Berkowitz advises organisations to “focus on your core competency and outsource the rest.” This means companies should prioritise understanding how AI can solve their specific business problems.
At the same time, every department needs to be data-savvy enough to support AI-driven workflows and decision-making. More than a fifth of organisations currently using GenAI say they have fundamentally redesigned at least some workflows, according to McKinsey.
So, it’s important that enterprises ensure employees are proficient with company-approved AI tools – and are avoiding the risks associated with unsanctioned AI technology.
For its part, Domino’s has “democratised data” within its organisation, making it easily accessible to business stakeholders and franchise partners through dashboarding tools. The company has also implemented an AI council comprised of IT, legal and data professionals, whose focus is to understand the usage and requirements of AI tools within the workplace, says Bradshaw.
“This council enables us to have a balanced approach to implementing and assessing new tools allowing upskilling in new software and trends, while also restricting access to higher risk software,” he says.
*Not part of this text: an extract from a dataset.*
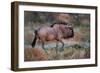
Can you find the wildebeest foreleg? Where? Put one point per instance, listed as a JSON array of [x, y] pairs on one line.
[[62, 45], [43, 46]]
“To supplement our more structured learning, we have multiple internal communities to allow bright minds to come together and discuss their work, such as our analytics community which sees data professionals across the business bring specific problems or pieces of work for support or critique.”
Don’t underestimate your workforce
At a high level, Berkowitz challenges the belief that employees struggle with technology. He points out that most employees are already sophisticated tech users in their personal lives.
“You’re on Instagram every day, on Spotify and Netflix,” he says. “And guess what? Those are data-driven systems, just the same way as these enterprise systems.”
The barrier, he suggests, is not employee capability but organisational perception. Berkowitz is critical of companies that underestimate their workforce. “This notion that ‘my people can’t possibly do that.’ Well, why not? Appreciate your people because they’re able to do it.”
Aligning AI and business strategies
As businesses navigate the complex landscape of AI adoption, they should align their AI strategy with broader business strategies – and make the strategy accessible to all employees. Says Jethwa: “This ensures that everyone is on the same page and working towards common goals.”
And as a data leader, that means empowering, facilitating, and supporting the business’s ability to make data-driven decisions, bridging the gap between the data, users, management, and the organisation.